The accompanying condensed consolidated financial statements have been prepared on a going concern basis, which contemplates the realization of assets and satisfaction of liabilities in the normal course of business. The condensed consolidated financial statements do not include any adjustments relating to the recoverability and classification of recorded asset amounts or the amounts and classification of liabilities that might result from the outcome of this uncertainty.

 

The Company has obtained additional capital through the sale of debt or equity financings or other arrangements to fund operations including through its existing at-the-market offering, $10.0 million Standing Letter of Credit (“SLOC”), $100.0 million line of credit, and $50.0 million equity line of credit; however, there can be no assurance that the Company will be able to raise needed capital under acceptable terms, if at all. The sale of additional equity may dilute existing stockholders and newly issued shares may contain senior rights and preferences compared to currently outstanding shares of common stock.
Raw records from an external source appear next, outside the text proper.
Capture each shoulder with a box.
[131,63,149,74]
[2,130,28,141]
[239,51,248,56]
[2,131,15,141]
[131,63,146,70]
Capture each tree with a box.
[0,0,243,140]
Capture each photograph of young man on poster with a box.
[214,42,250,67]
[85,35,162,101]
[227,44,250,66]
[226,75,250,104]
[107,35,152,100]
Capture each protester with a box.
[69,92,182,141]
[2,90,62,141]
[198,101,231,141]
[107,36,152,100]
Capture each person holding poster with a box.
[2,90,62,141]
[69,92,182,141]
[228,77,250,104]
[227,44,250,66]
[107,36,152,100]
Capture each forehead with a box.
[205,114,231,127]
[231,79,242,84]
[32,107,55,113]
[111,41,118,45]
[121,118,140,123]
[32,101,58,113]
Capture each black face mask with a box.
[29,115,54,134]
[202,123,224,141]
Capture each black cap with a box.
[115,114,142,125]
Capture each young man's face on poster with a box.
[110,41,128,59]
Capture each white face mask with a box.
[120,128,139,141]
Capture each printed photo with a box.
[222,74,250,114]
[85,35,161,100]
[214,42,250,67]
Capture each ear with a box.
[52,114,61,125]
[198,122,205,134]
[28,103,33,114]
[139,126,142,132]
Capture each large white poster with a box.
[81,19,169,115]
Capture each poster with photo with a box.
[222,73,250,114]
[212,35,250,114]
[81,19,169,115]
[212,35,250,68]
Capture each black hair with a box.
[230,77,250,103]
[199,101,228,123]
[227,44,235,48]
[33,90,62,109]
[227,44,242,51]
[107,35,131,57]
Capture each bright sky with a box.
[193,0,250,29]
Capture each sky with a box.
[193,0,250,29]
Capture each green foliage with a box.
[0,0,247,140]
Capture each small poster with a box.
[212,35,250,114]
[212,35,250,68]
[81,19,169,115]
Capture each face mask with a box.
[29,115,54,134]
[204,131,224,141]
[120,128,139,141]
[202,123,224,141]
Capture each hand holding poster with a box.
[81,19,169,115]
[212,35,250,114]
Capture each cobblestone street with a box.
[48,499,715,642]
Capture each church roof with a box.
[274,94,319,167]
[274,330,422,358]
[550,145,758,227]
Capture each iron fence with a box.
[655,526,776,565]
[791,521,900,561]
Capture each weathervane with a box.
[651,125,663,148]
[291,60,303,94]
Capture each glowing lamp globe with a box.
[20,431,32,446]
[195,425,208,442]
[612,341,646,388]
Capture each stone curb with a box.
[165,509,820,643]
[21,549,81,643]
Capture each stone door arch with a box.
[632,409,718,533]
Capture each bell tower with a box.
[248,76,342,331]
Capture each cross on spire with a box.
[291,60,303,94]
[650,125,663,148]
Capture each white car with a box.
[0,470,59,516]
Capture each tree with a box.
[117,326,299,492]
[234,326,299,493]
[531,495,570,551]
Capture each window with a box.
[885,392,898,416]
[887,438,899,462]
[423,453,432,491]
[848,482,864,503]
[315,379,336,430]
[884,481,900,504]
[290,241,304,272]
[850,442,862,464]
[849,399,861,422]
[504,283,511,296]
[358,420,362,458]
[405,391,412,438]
Issued debt securities may contain covenants and limit the Company’s ability to pay dividends or make other distributions to stockholders. If the Company is unable to obtain such additional financing, future operations would need to be scaled back or discontinued. Due to the uncertainty in the Company’s ability to raise capital, management believes that there is substantial doubt in the Company’s ability to continue as a going concern for twelve months from the issuance of these condensed consolidated financial statements.